The government is poised to slash the quarantine time for overseas travellers arriving in England from 14 days to five under a new “test and release” scheme to be announced on Tuesday, according to Whitehall and industry figures.
The changes amount to a huge shake-up of the quarantine system introduced in June to prevent travellers bringing Covid-19 into the country through airports, ports and trains.
Under the new measure, to be unveiled by transport secretary Grant Shapps, passengers coming from countries not on the so-called “green list” will have to self-isolate immediately on arrival in England but will then be allowed to take a test after five days, the officials and travel executives said.
Under the government's "traffic light system" passengers entering the country from a small number of countries, where infection rates are low, do not have to quarantine at all. That list is updated every week.
People who want to take the fast turnround tests, which provide results in only an hour, will have to pay for them themselves before being free to leave quarantine if the test is negative.
The cost of a private test is still more than £100, although ministers believe the price will come down in the coming months.
Foreign travel is currently effectively banned except for certain circumstances, such as work, but that will come to an end after the lockdown stops on December 2.
The government set up a “travel task force” in October to explore ways to use testing to reduce the 14-day self-isolation period for travellers entering the UK, following months of lobbying from the travel industry. The new measures are expected to apply only to travel into England, although the government is talking to the devolved administrations to try to create a single UK-wide system.
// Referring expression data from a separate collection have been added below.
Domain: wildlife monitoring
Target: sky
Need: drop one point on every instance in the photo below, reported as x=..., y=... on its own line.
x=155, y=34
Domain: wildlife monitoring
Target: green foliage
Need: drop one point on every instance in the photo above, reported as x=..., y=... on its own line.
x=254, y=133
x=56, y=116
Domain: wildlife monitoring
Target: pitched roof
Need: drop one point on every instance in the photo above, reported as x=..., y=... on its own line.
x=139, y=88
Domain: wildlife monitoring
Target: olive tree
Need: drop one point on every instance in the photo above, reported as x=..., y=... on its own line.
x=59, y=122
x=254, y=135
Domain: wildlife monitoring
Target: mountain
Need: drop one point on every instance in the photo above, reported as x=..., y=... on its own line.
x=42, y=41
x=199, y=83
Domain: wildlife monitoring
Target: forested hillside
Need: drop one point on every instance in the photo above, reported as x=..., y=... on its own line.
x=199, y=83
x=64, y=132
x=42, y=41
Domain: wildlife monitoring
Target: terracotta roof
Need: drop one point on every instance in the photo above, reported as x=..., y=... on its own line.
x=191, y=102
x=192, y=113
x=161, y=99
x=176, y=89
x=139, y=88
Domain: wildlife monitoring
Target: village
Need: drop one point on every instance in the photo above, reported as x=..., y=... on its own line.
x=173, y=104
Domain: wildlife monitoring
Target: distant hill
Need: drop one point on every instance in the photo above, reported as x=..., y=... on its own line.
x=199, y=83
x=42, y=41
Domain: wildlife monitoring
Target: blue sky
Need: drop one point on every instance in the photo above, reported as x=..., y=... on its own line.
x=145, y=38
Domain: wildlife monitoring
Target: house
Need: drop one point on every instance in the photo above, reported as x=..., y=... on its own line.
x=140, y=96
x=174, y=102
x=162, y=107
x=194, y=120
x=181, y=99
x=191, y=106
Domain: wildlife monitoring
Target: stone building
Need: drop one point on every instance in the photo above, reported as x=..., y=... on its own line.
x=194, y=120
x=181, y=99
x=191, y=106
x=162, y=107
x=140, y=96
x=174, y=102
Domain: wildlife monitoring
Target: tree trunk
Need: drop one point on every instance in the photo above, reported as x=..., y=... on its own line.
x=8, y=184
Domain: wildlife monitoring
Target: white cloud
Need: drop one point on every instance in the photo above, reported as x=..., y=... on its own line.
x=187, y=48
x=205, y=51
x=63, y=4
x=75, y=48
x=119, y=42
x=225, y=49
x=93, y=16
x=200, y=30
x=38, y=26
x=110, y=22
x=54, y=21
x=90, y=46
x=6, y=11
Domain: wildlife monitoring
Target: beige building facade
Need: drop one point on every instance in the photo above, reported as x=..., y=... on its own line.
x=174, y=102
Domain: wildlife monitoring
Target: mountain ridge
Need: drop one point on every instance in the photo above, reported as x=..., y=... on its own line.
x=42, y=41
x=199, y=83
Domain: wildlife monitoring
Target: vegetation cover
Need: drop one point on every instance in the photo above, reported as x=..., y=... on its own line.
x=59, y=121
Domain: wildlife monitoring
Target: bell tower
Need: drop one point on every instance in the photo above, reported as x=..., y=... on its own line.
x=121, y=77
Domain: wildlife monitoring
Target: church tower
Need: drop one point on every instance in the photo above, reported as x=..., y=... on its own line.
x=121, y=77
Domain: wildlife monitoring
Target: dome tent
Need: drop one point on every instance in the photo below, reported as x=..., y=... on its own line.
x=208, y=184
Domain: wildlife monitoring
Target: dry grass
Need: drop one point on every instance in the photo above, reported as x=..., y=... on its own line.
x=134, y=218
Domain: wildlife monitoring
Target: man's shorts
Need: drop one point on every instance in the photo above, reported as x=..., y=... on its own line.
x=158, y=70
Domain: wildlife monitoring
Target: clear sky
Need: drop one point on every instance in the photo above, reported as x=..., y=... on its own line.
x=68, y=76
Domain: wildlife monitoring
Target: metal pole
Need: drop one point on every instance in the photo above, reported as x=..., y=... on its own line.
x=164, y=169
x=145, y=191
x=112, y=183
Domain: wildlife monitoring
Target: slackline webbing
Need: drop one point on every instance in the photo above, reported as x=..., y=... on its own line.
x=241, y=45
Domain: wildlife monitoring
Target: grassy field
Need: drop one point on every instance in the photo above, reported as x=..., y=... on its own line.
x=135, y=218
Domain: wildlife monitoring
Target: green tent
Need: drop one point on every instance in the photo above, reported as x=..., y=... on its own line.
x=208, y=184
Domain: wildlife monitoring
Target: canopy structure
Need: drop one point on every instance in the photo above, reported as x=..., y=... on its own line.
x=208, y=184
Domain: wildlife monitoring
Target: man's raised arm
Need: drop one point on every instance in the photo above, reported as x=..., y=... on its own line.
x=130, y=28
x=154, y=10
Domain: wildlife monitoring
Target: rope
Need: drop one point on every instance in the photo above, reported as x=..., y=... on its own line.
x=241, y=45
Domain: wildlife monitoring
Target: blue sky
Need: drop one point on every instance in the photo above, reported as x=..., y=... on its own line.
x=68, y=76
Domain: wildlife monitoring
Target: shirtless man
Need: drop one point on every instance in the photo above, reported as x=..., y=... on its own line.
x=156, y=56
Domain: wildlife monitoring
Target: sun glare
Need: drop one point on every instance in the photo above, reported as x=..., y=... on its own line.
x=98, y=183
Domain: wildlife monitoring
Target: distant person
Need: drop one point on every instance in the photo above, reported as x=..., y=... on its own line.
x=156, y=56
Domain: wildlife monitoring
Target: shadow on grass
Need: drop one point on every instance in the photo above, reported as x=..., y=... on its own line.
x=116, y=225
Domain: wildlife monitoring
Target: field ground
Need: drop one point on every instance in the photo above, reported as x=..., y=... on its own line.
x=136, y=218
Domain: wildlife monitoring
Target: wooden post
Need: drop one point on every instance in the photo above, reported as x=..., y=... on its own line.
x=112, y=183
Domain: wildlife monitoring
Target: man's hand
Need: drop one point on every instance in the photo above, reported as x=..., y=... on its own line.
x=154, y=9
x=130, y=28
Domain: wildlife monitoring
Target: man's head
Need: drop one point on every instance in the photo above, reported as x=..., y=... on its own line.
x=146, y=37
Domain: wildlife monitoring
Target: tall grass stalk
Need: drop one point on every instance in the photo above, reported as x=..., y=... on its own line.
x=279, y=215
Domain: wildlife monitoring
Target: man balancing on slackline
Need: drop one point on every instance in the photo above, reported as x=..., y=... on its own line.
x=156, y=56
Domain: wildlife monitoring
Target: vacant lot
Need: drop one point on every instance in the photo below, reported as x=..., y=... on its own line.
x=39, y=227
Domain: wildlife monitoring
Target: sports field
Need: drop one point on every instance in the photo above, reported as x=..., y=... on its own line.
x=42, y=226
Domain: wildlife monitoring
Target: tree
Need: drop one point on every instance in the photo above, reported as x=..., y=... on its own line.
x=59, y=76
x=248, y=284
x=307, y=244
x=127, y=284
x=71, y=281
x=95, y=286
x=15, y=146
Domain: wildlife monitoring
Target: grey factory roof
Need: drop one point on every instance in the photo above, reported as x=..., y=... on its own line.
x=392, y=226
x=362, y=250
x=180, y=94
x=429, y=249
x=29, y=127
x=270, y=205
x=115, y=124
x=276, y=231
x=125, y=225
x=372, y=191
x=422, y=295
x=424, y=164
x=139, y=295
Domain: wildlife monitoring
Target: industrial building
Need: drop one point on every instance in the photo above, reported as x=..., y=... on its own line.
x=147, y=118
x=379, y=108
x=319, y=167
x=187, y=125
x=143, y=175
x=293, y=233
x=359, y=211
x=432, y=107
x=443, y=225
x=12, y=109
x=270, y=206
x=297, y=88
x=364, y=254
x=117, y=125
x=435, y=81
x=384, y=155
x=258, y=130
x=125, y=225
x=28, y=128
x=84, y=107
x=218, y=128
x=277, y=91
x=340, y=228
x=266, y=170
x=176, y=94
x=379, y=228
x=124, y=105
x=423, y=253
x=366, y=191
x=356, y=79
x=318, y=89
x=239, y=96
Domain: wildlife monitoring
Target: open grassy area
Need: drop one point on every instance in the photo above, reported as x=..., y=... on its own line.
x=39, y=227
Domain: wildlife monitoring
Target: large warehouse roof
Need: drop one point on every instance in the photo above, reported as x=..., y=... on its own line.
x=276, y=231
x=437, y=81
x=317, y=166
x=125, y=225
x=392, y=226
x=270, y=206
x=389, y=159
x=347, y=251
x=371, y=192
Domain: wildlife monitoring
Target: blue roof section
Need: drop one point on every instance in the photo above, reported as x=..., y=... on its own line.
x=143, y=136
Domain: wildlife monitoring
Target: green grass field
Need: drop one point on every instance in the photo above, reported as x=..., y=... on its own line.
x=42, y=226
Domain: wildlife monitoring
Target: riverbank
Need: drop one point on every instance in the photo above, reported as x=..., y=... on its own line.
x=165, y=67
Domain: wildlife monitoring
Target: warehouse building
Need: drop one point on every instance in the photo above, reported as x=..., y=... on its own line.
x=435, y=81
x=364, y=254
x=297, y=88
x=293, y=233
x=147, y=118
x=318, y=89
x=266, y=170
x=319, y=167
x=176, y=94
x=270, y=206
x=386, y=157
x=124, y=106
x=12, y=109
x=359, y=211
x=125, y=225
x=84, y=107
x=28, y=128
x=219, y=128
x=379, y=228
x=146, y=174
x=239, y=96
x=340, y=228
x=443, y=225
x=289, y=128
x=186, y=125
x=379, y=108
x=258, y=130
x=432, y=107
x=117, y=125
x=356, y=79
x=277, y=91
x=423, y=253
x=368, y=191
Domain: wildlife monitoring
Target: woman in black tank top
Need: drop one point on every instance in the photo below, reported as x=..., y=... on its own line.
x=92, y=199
While airlines and airports are ready to welcome anything that could help stimulate demand for travel, companies are sceptical over whether there will be a rush in demand for flying while quarantine still remains.
Airlines insist there is a pent-up demand for leisure travel, and say bookings to countries have surged whenever they have been taken off the quarantine list.
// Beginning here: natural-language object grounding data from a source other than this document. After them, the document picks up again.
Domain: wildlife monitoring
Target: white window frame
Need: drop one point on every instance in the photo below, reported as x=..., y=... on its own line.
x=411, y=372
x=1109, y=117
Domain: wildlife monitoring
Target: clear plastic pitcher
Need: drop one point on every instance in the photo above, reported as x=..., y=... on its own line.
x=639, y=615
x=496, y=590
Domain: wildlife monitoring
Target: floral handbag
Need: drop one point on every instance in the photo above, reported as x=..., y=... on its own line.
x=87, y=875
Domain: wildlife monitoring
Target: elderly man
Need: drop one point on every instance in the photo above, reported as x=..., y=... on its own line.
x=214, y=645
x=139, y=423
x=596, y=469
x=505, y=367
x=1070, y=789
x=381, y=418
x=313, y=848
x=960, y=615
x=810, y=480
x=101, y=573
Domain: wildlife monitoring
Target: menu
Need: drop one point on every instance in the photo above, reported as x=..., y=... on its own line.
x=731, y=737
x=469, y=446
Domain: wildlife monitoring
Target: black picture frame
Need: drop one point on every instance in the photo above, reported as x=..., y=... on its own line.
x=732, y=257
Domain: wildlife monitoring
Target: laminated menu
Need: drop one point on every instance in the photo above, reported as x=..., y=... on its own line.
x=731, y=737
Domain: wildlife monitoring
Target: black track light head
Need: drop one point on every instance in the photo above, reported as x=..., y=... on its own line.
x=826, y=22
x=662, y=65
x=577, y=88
They wrote to ministers last week pushing for a five-day self-isolation period as an “interim” step to help reinvigorate demand for travel.
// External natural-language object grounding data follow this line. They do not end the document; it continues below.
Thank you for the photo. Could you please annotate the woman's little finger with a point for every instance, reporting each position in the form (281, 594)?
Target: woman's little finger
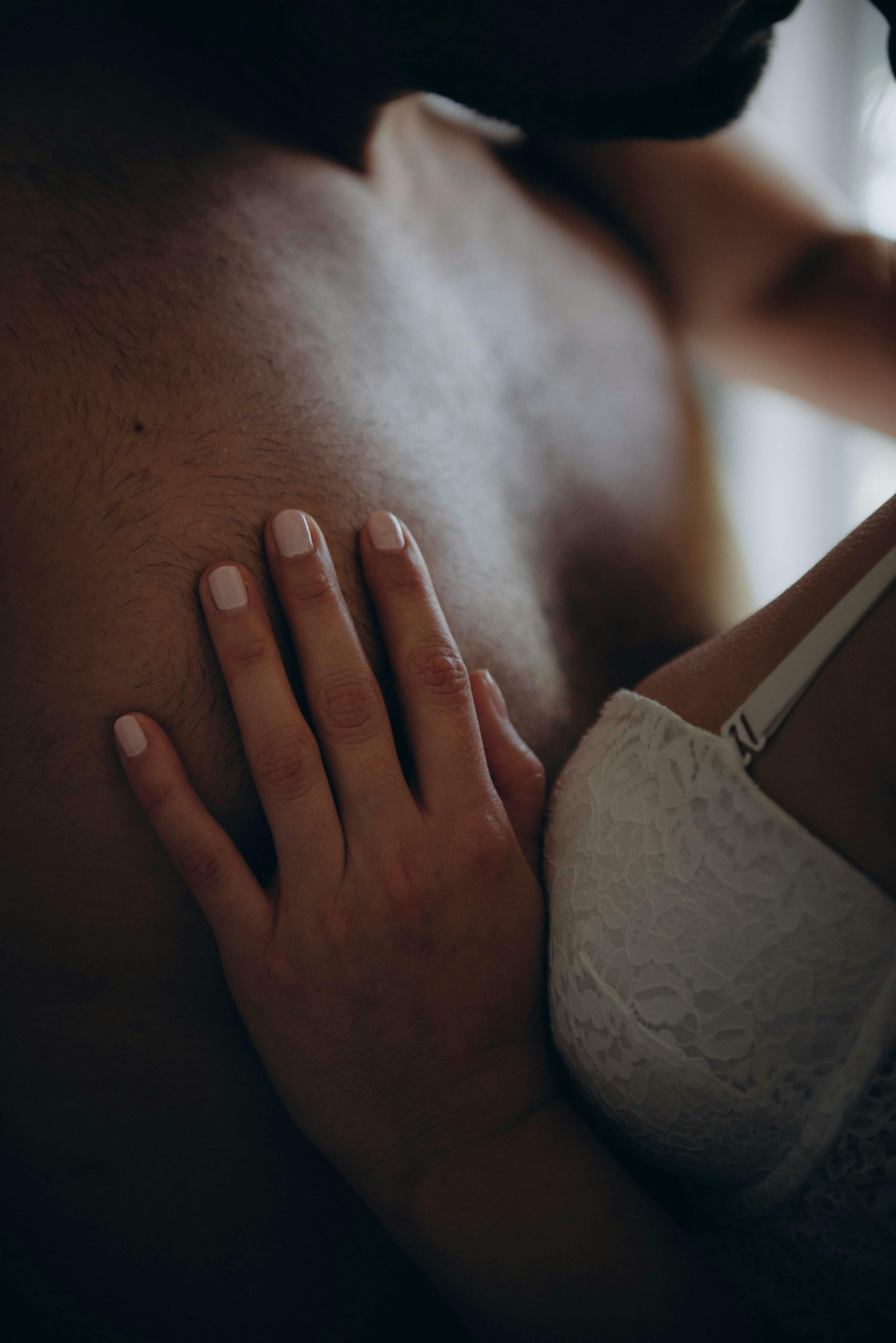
(234, 904)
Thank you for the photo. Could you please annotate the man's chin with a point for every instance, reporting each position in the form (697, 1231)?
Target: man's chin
(710, 98)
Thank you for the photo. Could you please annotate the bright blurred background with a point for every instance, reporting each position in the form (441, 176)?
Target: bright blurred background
(797, 480)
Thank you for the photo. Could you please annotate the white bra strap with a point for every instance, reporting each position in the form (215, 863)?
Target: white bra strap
(761, 716)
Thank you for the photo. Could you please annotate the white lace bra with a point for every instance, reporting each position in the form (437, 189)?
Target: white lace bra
(723, 991)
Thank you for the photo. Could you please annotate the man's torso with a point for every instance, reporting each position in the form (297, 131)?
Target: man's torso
(201, 330)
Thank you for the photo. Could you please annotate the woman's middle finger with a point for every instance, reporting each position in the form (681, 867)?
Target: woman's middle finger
(346, 704)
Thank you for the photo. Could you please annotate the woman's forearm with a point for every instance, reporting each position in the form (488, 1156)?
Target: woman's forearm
(539, 1235)
(768, 281)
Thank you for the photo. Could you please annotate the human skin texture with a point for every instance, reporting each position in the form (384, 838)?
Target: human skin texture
(202, 328)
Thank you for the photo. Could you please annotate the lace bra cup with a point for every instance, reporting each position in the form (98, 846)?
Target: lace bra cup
(723, 985)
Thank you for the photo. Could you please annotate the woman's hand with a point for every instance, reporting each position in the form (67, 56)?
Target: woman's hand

Tim Alderslade, the chief executive of industry group Airlines UK, said cutting quarantine would be a “positive start”, but the key question was whether it would be enough to “make a material difference to bookings”.
The travel industry is pushing for pre-departure testing to cut out the need to quarantine at all, and has begun running test flights to try to further its case.
British Airways has announced it would introduce optional testing on some of its routes from the US to London Heathrow, while American carrier United Airlines this month ran the first transatlantic flight that had tested every passenger for Covid-19 before take-off.
Travel operators such as Tui, which is heavily reliant on the UK market, have been pushed to near financial collapse — in part due to the quarantine measures, which have led to swaths of holiday cancellations. The company is currently in negotiations with state-backed banks in Germany for its third loan this year of more than €1bn.
Average hotel occupancy in the UK in October was about 40 per cent, according to the industry tracker STR, and has further deteriorated since a second lockdown banning all but essential international travel was enforced this month.
The task force is expected to recommend that domestic cruises should be allowed to begin again from January under strict restrictions.